Dr Tony Ryan, a co-founder of Europe's most famous low-cost airline Ryanair, has died at the age of 71.
The multi-millionaire had been ill for some time.
Dr Ryan was born in Thurles, Co Tipperary in February 1936 and was the son of a train driver.
He got a job with Aer Lingus in Shannon after attending a Christian Brothers school.
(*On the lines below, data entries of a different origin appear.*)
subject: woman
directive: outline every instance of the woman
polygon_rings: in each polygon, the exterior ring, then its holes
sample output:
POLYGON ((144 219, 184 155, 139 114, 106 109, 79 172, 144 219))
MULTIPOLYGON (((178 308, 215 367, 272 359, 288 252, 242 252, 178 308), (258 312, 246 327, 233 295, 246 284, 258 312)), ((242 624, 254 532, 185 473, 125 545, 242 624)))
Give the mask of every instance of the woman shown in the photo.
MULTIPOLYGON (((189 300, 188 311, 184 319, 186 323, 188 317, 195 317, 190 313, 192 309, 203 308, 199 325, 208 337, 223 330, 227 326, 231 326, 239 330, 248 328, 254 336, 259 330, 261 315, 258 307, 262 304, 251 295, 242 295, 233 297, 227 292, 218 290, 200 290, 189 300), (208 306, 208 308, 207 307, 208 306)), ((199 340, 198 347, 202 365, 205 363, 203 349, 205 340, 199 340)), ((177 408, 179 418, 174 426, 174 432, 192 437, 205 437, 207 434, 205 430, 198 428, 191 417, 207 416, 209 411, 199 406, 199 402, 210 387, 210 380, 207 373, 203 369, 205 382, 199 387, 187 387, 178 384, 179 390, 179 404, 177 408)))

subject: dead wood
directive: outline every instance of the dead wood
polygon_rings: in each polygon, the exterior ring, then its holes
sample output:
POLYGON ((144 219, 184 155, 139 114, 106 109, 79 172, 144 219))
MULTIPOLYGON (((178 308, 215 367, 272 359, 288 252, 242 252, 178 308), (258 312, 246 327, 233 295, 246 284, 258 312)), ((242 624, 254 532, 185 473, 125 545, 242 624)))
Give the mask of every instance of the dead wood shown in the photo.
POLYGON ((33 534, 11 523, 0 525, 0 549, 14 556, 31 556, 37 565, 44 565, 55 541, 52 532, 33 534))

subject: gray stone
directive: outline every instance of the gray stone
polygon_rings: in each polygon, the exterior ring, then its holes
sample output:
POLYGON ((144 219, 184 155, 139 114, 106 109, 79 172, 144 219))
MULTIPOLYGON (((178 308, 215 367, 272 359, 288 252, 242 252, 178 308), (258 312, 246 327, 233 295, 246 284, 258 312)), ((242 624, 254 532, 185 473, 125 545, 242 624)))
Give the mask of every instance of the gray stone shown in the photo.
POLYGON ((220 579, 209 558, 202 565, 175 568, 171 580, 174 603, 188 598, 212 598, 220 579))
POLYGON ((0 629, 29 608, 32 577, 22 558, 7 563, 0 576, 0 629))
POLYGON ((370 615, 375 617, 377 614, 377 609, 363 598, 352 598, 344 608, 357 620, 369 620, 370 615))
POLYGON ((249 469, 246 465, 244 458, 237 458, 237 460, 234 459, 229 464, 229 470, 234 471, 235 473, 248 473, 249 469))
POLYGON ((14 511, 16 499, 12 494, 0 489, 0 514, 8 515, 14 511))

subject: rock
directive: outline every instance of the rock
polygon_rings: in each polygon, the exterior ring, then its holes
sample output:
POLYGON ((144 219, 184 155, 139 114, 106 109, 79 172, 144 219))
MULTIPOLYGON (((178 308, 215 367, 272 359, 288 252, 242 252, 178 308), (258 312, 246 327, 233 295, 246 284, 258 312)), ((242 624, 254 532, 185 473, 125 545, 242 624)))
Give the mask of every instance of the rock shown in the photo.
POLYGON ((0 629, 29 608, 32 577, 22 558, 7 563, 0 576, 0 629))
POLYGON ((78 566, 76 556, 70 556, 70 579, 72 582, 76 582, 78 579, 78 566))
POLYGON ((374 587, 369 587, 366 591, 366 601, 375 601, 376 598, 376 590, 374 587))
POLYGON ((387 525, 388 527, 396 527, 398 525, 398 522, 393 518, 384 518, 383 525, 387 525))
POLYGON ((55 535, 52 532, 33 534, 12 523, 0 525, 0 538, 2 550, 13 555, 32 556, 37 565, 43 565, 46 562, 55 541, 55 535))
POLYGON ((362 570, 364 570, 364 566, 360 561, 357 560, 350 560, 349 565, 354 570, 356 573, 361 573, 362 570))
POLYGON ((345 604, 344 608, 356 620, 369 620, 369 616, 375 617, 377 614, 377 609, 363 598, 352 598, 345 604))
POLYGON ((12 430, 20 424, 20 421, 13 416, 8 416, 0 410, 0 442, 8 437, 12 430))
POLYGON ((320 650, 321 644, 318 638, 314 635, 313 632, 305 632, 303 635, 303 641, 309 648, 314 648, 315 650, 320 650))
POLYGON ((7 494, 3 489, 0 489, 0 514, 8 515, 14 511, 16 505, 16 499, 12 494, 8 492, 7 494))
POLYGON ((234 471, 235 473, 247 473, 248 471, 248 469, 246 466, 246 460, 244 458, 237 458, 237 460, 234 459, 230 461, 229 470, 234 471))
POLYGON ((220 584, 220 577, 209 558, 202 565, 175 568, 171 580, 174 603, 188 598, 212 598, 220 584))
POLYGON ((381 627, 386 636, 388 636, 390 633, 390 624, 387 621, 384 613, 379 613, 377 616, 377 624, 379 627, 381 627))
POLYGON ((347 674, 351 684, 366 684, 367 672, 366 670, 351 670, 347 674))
Quickly rising through the ranks, he led a division which leased its unused aircraft other to other carriers.
He convinced Aer Lingus to expand and, along with an investment from the London based firm Guinness Peat Group, set up Guinness Peat Aviation (GPA) in Shannon.
Tony Ryan was considered a tough task master with big ambitions and became one of Ireland's most wealthy entrepreneurs.
Among his investments was a stake in The Sunday Tribune.
In 1985 he set up Ryanair with colleague Christy Ryan and began flying from Waterford to Gatwick. By 1988 the airline was losing cash and teetering on the edge of bankruptcy.
Then, two things happened. Ryanair clinched a deal to fly from Dublin to London Stansted - and Michael O'Leary became the airline's chief executive.
By the early 1990s, GPA was worth €4bn.
Tony Ryan assembled big name directors including UK politician Nigel Lawson, Garrett Fitzgerald, Peter Southerland and British businessman John Harvey Jones.
The plan was a showstopper stock market flotation to raise €10bn, but when investors got nervy at the last moment, the float was abandoned and GPA, which owed the banks huge sums, went into free fall.
Things got worse when General Electric bought in leaving Tony Ryan with little control.
However, there was one shining success. Ryanair was expanding fast making Tony Ryan huge sums and the formula of cheeky, cheap and efficient left Tony Ryan an enduring legacy.